III) Les textes (sources juridiques du droit de la consommation)
A) Le droit interne
Le premier texte de droit de la consommation on peut dire que c’est une loi de 1905 relative aux fraudes et aux falsifications. Les choses vont se précipiter après 1970, le premier texte est sur l’enseignement à distance, en 1971. En 1972, sur le démarchage à domicile. En 1973, sur la publicité, notamment trompeuse. En 1978, sur le crédit à la consommation. Autour des années 1980, il y a eu plusieurs lois sur la sécurité financière et physique des consommateurs.
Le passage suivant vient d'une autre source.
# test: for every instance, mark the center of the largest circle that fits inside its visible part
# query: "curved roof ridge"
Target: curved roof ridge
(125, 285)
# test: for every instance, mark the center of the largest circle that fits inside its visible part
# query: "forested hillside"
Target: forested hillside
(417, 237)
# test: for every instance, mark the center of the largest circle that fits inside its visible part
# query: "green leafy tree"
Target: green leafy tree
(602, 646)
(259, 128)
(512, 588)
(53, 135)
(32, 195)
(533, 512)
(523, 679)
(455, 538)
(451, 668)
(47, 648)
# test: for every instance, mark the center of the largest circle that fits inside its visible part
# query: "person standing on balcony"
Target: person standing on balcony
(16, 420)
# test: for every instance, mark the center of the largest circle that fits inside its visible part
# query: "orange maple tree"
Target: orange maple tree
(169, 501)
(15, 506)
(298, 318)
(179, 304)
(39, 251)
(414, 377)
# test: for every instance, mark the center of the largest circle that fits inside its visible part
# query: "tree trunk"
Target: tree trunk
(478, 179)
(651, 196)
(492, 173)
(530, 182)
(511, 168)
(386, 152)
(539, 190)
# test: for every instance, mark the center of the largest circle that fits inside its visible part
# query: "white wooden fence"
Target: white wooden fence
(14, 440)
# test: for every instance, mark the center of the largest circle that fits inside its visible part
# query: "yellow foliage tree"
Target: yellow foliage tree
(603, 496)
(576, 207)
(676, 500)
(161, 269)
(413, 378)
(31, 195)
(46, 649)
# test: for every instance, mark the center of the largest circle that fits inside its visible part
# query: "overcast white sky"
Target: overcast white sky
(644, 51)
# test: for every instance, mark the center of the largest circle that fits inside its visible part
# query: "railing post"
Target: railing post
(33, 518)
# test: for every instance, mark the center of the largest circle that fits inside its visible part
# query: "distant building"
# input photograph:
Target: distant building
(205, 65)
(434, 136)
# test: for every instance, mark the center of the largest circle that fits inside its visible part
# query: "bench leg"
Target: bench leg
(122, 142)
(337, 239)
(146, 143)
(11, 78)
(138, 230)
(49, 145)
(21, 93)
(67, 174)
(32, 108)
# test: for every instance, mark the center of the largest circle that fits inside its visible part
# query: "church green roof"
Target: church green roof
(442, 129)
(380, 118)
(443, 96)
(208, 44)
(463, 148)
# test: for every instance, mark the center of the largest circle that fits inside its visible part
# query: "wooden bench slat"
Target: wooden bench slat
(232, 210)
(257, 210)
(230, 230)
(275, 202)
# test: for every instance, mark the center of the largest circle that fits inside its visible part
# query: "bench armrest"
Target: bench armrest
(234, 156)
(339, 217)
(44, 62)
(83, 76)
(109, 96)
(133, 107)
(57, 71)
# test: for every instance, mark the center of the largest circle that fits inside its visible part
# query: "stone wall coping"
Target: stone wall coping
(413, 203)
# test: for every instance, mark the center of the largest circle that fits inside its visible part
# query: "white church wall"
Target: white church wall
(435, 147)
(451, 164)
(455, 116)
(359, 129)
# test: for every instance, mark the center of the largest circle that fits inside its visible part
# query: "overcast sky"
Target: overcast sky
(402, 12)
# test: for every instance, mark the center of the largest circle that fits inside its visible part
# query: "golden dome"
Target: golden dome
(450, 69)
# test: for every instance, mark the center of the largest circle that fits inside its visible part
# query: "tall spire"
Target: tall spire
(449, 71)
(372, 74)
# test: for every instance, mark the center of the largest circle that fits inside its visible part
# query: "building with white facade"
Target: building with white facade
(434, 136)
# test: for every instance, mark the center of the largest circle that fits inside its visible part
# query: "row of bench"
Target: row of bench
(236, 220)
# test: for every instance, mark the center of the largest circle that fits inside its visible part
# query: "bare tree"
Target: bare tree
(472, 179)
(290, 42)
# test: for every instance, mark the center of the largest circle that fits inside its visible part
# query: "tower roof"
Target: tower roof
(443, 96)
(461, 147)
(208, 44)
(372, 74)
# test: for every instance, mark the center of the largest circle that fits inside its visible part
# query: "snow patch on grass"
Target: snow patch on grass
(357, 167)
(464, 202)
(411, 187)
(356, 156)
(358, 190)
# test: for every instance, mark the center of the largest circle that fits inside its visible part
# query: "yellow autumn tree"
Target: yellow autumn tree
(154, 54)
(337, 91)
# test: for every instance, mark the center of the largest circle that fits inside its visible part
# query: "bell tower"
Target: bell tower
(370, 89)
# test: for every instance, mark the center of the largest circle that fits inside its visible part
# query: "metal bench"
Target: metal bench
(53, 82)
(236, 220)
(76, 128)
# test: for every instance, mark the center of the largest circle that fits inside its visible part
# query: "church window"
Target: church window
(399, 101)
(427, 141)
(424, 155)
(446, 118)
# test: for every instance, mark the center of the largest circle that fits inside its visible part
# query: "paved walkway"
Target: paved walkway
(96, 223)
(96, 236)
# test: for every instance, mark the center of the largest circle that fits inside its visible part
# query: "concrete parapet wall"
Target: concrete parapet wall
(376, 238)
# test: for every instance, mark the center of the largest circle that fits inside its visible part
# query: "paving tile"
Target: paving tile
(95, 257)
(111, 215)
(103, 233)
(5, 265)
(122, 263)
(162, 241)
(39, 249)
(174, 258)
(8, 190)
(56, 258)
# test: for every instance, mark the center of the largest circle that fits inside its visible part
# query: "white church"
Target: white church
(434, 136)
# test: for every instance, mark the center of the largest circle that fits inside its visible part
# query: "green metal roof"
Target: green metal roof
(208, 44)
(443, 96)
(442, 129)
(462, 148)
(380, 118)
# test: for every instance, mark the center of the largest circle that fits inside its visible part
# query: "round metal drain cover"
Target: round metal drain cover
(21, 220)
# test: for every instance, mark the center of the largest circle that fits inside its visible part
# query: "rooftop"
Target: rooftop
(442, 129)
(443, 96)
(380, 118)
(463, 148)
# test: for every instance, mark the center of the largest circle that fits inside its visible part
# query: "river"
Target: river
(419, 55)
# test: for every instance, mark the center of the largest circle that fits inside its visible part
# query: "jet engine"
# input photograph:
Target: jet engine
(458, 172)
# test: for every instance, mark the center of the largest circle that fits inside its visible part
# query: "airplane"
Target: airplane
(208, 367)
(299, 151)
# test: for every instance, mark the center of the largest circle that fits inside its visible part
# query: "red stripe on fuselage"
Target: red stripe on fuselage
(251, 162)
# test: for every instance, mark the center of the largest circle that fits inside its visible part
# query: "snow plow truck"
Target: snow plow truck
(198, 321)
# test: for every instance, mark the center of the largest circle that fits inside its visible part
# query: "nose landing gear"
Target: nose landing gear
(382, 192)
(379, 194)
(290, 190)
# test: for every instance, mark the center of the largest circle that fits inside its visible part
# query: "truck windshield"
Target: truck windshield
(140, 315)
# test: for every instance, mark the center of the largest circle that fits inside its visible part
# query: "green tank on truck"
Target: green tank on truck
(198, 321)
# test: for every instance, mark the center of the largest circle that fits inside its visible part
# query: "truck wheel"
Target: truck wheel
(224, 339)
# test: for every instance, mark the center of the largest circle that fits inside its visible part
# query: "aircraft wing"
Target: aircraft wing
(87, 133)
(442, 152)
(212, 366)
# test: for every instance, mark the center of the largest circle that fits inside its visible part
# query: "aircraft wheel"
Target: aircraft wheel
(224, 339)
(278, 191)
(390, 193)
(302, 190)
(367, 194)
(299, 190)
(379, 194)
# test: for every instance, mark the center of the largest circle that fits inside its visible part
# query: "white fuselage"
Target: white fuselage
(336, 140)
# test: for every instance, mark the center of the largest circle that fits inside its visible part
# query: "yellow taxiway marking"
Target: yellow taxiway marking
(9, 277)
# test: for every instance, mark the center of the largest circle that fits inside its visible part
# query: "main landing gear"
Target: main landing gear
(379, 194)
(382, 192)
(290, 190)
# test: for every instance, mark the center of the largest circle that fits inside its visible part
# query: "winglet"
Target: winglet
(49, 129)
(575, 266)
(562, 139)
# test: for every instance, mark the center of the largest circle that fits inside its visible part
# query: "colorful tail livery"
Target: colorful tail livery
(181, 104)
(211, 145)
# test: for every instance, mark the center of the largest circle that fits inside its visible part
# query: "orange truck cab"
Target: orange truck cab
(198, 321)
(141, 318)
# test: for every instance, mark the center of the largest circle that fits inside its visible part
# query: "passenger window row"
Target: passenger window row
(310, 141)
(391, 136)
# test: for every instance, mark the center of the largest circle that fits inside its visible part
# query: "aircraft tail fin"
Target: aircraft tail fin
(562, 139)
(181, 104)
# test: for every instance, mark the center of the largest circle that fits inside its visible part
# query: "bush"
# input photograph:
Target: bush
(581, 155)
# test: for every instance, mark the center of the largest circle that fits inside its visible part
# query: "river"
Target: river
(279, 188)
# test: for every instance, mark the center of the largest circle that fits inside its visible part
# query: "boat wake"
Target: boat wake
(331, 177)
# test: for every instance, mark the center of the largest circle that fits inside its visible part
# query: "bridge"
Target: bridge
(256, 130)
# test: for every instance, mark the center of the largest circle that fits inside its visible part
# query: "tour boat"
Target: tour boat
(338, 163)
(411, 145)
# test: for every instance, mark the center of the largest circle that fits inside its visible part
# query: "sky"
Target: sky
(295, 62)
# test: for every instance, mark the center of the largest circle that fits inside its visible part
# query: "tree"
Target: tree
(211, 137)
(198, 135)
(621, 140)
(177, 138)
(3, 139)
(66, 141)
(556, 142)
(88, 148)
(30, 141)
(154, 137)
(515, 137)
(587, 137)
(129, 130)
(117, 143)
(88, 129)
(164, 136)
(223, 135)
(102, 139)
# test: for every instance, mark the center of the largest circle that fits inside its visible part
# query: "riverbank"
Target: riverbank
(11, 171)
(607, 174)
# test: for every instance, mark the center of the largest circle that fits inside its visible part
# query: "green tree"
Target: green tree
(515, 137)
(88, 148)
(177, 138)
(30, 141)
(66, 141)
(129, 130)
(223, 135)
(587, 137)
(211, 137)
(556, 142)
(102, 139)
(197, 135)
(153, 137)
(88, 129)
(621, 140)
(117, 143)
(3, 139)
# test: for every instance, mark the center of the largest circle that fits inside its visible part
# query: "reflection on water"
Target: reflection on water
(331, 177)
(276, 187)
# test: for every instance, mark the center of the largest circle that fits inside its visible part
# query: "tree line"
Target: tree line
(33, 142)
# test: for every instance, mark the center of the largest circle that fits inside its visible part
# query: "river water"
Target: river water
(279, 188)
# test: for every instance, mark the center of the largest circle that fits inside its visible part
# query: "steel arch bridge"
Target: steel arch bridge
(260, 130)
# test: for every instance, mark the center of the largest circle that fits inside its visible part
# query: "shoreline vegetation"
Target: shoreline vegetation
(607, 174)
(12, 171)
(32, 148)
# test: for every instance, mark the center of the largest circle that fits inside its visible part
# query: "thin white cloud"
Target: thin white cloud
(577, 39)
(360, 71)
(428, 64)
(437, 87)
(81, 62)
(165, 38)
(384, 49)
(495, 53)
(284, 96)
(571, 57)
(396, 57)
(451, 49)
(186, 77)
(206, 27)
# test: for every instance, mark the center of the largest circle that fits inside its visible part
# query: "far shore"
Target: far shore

En 1989, loi sur le surendettement. 1992, loi sur la publicité comparative, et loi sur les ventes de voyages et de séjours. 2003 : protection des consommateurs utilisant le commerce électronique. 2008, loi pour le développement de la concurrence au service des consommateurs (loi Chatel, qui permet de changer d’opérateur téléphonique plus facilement). Aout 2008 : loi de modernisation de l’économie, qui va établir une liste des pratiques trompeuses et agressives. 2009 : décret établissant une liste des clauses abusives, avec les clauses noires et les clauses grises. 2010 : crédit à la consommation, engagement pour l’environnement, … 2011/2012 : textes sur les denrées alimentaires, les produits de santé etc.
Concernant les projets : réforme du droit de la consommation sur de nombreux points qui est déjà passée à l’AN et qui est en cours au sénat (Sept 2013). Elle concerne le fond et la forme. Sur le fond, il y a enfin une définition du consommateur, l’action de groupe, l’information des consommateurs, l’alourdissement des sanctions, la possibilité de résilier plus facilement les contrats d’assurance, non plus à des dates précises.
Sur la forme : la réforme a un objectif, la refonte du droit de la consommation. Dans cette réforme le gouvernement va être habilité à refaire le code de consommation par ordonnance.
Ces réformes se sont organisées sur un bilan du droit de la consommation entre 1970 et aujourd’hui. Il y a deux points essentiels dans ce bilan : -Le droit de la consommation a deux sources : le droit interne, qui lui affecte une mission principalement sociale, et le droit européen, qui a davantage un objectif d’efficacité économique. Le problème c’est qu’il faut concilier ces deux droits. -Se sont généralisées un certain nombre de règles qui ont même été consacrées en dehors du droit de la consommation : notion de clause abusive, notion de déséquilibre significatif, le droit à l’information. Cette constatation impose que l’on mette à part ces constantes, le plan du code de la consommation devrait idéalement changer. Ce code de la consommation date de 1993 pour les textes législatifs, et de 1997 pour les textes règlementaires.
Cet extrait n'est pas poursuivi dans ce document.